2022 M07 11
À quoi reconnait-on un classique ? Au nombre d’exemplaires vendus ? À tous les morceaux qu’il contient et qui, de fait, ont imprégné l’imaginaire collectif ? Ou, plus certainement encore, à l’impact qu’il a pu avoir sur les générations suivantes ? Qu’importe le critère de sélection, « channel ORANGE » coche à l’évidence toutes les cases.
C’est le disque qui sonne comme le « confessionnal de l’Amérique d’aujourd’hui », dixit le New Yorker ; l’album d’un homme dont « le talent et la sexualité pourraient bouleverser les frontières de la musique », d’après le Los Angeles Times ; le long-format d’un artiste qui connaît ses complexes, chante ses complexités, préfère parler de ce qu’il ressent dans le cœur plutôt que ce que lui inspire le cul et qui, dès lors, ridiculise le clinquant de ces chanteurs R&B obsédés à l’idée que les fesses claquent au rythme de leurs mélodies.
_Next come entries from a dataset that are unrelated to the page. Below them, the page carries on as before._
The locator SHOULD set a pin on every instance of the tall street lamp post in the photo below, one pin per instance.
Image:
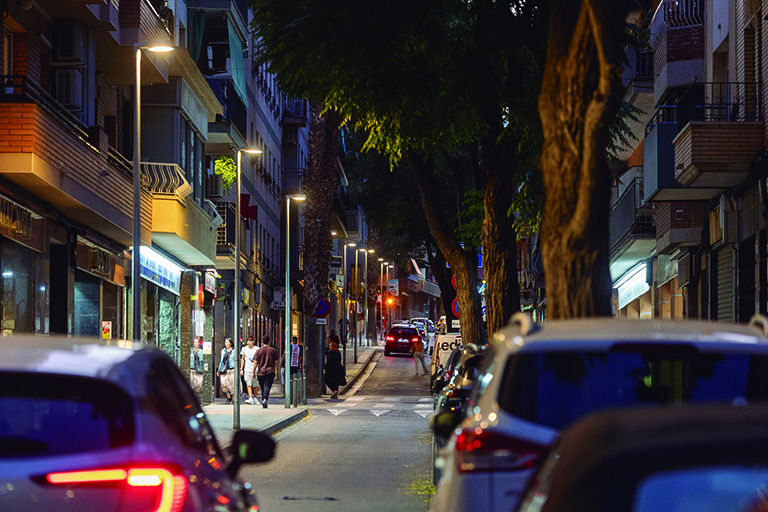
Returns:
(287, 379)
(345, 324)
(236, 294)
(365, 298)
(136, 254)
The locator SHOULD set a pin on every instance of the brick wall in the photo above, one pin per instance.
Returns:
(716, 142)
(25, 128)
(685, 43)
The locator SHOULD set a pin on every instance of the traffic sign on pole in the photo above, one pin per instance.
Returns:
(323, 308)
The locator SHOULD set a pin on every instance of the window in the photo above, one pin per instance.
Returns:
(44, 415)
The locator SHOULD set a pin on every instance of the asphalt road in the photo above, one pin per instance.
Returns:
(369, 451)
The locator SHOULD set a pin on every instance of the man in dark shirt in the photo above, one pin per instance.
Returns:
(264, 360)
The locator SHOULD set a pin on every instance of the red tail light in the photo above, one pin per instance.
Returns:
(480, 450)
(172, 488)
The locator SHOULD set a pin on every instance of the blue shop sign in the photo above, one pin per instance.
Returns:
(159, 270)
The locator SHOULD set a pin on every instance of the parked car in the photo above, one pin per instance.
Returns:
(84, 423)
(703, 458)
(401, 337)
(454, 396)
(536, 381)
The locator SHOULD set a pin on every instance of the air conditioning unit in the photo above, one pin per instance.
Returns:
(729, 221)
(290, 134)
(69, 88)
(70, 47)
(215, 186)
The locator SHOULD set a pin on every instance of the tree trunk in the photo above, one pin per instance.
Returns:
(320, 181)
(580, 96)
(463, 264)
(502, 289)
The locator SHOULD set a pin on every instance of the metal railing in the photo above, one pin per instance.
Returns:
(664, 114)
(293, 180)
(644, 64)
(19, 89)
(630, 214)
(166, 179)
(721, 101)
(682, 13)
(213, 213)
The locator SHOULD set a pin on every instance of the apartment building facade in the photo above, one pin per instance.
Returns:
(688, 225)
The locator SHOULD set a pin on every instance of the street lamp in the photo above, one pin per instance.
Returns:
(381, 293)
(345, 336)
(287, 379)
(365, 297)
(236, 297)
(136, 253)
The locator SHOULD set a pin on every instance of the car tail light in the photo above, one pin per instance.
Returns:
(172, 488)
(479, 450)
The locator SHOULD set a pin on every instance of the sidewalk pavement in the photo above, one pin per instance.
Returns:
(276, 417)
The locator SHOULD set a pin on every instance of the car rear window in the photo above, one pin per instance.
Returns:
(402, 332)
(557, 388)
(42, 415)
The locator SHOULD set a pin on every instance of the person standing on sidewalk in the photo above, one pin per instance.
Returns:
(265, 359)
(226, 372)
(247, 367)
(417, 349)
(334, 371)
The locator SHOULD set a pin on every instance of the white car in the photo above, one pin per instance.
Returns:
(89, 426)
(538, 380)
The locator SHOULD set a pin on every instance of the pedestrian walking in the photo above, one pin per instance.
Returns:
(334, 371)
(246, 361)
(265, 359)
(226, 370)
(417, 349)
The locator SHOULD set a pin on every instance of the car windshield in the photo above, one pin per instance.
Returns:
(43, 415)
(402, 332)
(557, 388)
(703, 489)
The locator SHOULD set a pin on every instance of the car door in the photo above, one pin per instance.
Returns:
(204, 459)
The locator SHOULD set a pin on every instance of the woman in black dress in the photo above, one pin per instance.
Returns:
(334, 371)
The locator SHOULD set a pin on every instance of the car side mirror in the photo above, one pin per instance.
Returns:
(250, 447)
(444, 423)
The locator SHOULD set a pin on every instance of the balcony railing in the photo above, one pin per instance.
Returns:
(20, 89)
(293, 180)
(721, 101)
(630, 215)
(665, 114)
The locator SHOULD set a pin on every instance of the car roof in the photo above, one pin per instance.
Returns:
(604, 456)
(122, 362)
(601, 333)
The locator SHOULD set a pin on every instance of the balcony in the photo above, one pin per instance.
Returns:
(48, 151)
(295, 112)
(722, 132)
(677, 38)
(631, 232)
(179, 225)
(231, 127)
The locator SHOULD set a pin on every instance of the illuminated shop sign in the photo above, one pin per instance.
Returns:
(158, 269)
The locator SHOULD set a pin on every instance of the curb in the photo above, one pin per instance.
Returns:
(287, 422)
(343, 389)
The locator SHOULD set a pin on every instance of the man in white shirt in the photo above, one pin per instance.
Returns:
(246, 367)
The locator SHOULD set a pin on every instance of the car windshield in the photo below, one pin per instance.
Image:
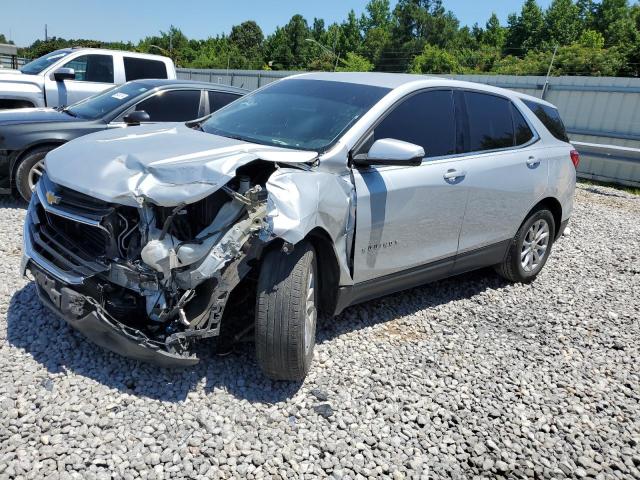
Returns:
(105, 102)
(39, 64)
(297, 113)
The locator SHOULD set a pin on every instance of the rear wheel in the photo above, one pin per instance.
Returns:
(530, 248)
(29, 171)
(286, 313)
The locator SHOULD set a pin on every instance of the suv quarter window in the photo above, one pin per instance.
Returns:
(550, 118)
(217, 100)
(425, 118)
(92, 68)
(140, 68)
(172, 105)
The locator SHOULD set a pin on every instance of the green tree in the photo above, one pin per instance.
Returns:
(434, 59)
(376, 27)
(247, 36)
(591, 39)
(417, 23)
(561, 23)
(354, 63)
(524, 31)
(287, 47)
(614, 19)
(350, 37)
(494, 34)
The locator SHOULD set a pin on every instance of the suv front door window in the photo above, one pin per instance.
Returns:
(94, 73)
(505, 174)
(172, 106)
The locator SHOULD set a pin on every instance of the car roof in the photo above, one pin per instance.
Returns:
(397, 80)
(165, 83)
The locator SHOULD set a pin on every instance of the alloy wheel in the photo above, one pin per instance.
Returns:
(35, 173)
(535, 246)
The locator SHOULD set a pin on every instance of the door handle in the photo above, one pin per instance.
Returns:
(454, 174)
(533, 162)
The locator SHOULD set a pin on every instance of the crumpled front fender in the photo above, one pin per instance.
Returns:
(300, 201)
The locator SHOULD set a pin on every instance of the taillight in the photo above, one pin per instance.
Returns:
(575, 158)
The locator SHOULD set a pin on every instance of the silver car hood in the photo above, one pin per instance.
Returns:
(166, 164)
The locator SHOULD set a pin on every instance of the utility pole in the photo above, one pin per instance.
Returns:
(545, 87)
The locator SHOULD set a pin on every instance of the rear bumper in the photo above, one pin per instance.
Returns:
(562, 228)
(84, 316)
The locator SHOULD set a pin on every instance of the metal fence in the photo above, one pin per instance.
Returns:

En juillet 2012, Frank Ocean (nommé ainsi en hommage à Frank Sinatra et son film préféré, Ocean’s Eleven) n’en est pas à son premier coup d’essai : l’Américain, en plus d’avoir écrit pour d’autres (Brandy, John Legend, Justin Bieber) et d’avoir redynamisé la scène californienne au sein d’Odd Future, a également publié une mixtape dans son coin, « Nostalgia, ULTRA », téléchargée plus d’un million de fois. Avec « channel ORANGE », toutefois, tout change : tout le monde est alors fasciné par ce laboratoire de recherche à distance exacte entre une chambre nuptiale et le cabinet d'un psychologue. « Je ne ferais pas ça si ça n'avait pas un effet cathartique », disait l'intéressé, à peine conscient à l'époque de permettre alors à toute une génération d'assumer ses fêlures, ses névroses, ses envies, ses regrets.
Au même moment, d'autres artistes entreprennent la même démarche (Drake, The Weeknd), sans oublier ceux qui ont préparé le terrain plusieurs années ou décennies avant lui (James Brown, Prince, Pharrell, etc.). Reste que c'est bien Frank Ocean qui, en 17 morceaux, donne l'impression de nettoyer le terrain. Super Rich Kids, Pyramyds, Lost ou Thinkin’ Bout You : tous ces titres sont incapables de se contenter de soul, de funk, d'électro ou de R&B, ils accueillent toutes ces sonorités, toutes ces influences et en orchestrent les noces dans de douces mélodies. Mieux : par ce mélange des genres, aussi mielleux que spatial, ils offrent au futur de fascinantes pages blanches à compléter.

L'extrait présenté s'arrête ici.